Pour terminer, nous citerons cette phrase de son fils relevée dans son journal de voyage en Italie un an avant sa propre mort, en 1873. Il s’apprête à voyager seul en Italie et cherche dans cette solitude un renouveau personnel. « Si l’épreuve réussit, je suis sauvé, car j’aurais trouvé le vrai remède à cet ennui terrible qui m’enveloppe sans cesse dans un manteau de glace. » La tristesse en héritage.


(1) Sophie Gay (1776-1852), tint un salon littéraire, publia deux romans. Marraine d’Emma Duval.
(2) Jean-Charles-Emmanuel Nodier (1780-1844) est un écrivain et romancier à qui on attribue une grande importance dans la naissance du mouvement romantique en littérature.
(3) Émile de Girardin (1806-1881) est un journaliste et créateur de journaux influents.
(4) Alexandre Dumas père (1802-1870) fut un écrivain à succès de pièces de théâtre et de romans.
(5) Ferdinand-Victor-Eugène Delacroix (1798-1863) est un peintre majeur du romantisme.
(6) Jules-Claude Ziegler (1804-1856) peintre, céramiste et photographe. Élève d’Ingres lui aussi.
(7) Julien Auguste Brizeux (1803-1858) fut un poète breton à succès, défenseur de la langue bretonne.
(8) Auguste Jal (1795-1873) historiographe de la Marine et écrivain. Témoin à l’acte de naissance de Marcel de Brayer, et à la déclaration du décès de M. Guyet-Desfontaines à l’état-civil.
(9) Oscar Gué (1809-1877) peintre célèbre et ami du peintre Dauzats, autre habitué des Guyet.
(10) V. Noël Bouton Rollet, Amaury-Duval (1808-1885). L’homme et l’œuvre (2005-2006), thèse de doctorat en Sorbonne Paris IV, page 24.
(11) Louise Swanton Belloc, une cousine née Chassériau.
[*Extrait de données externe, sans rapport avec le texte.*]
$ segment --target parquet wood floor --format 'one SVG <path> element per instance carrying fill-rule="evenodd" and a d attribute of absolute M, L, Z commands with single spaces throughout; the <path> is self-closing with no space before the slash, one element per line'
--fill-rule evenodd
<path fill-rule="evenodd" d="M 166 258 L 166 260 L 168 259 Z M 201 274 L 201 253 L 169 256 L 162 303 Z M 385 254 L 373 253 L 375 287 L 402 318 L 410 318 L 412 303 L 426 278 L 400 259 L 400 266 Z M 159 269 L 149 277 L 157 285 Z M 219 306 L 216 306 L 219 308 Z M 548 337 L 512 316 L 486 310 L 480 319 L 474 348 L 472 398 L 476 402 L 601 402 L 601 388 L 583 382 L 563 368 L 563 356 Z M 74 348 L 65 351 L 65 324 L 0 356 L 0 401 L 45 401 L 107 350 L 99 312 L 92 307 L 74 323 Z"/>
(12) Compte de tutelle et cotutelle du 27 juillet 1841 rendu par Mme Antigone Emma Pineu Duval et M. Guyet-Desfontaines, Archives nationales, notaires de Paris : MC/ET/XIV/791.
(13) Acte du 11 août 1741 d’approbation et d’arrêté de compte de tutelle d’Isaure Chassériau, Archives nationales, notaires de Paris : MC/ET/XIV/791.
(14) Signatures le 5-9-1841 du contrat de mariage par le duc et la duchesse d’Orléans, Archives nationales, notaires de Paris : MC/ET/XIV/791. Ferdinand Philippe d'Orléans (1810-1842) était le fils aîné du roi Louis-Philippe 1er, porté au pouvoir par Révolution de 1830.
(15) Déclarations d’emploi par M. et Mme de Brayer du 5-1-1841 de 10 000 F en rente de 428 F, et de 20 000 F en rente de 843 F, Archives nationales, notaires de Paris : MC/ET/XIV/791.
(16) Inventaire du 25 avril 1857 après le décès de Laure Longuemare, veuve Charles Louis Guyet, Archives nationales, études notariales de Paris : MC/ET/XIV/850.
(17) Note de Nathalie Chassériau, 2009.
(18)  Lettre de L. Belloc à Emma Guyet du 20-10-1854, Société Éduenne d’Autun, fonds Amaury Duval : K8 324.
(19) Testament du 15 février 1852 d’Isaure de Brayer, Archives nationales, notaires de Paris : MC/ET/XIV 839.
(20) Procuration du 26 mai 1854 de Mme Guyet-Desfontaines à son mari, Archives nationales, notaires de Paris : MC/ET/XIV 839.
(21) Inventaire du 29 mai 1854 après le décès de Mme de Brayer, Archives nationales, notaires de Paris : MC/ET/XIV 839.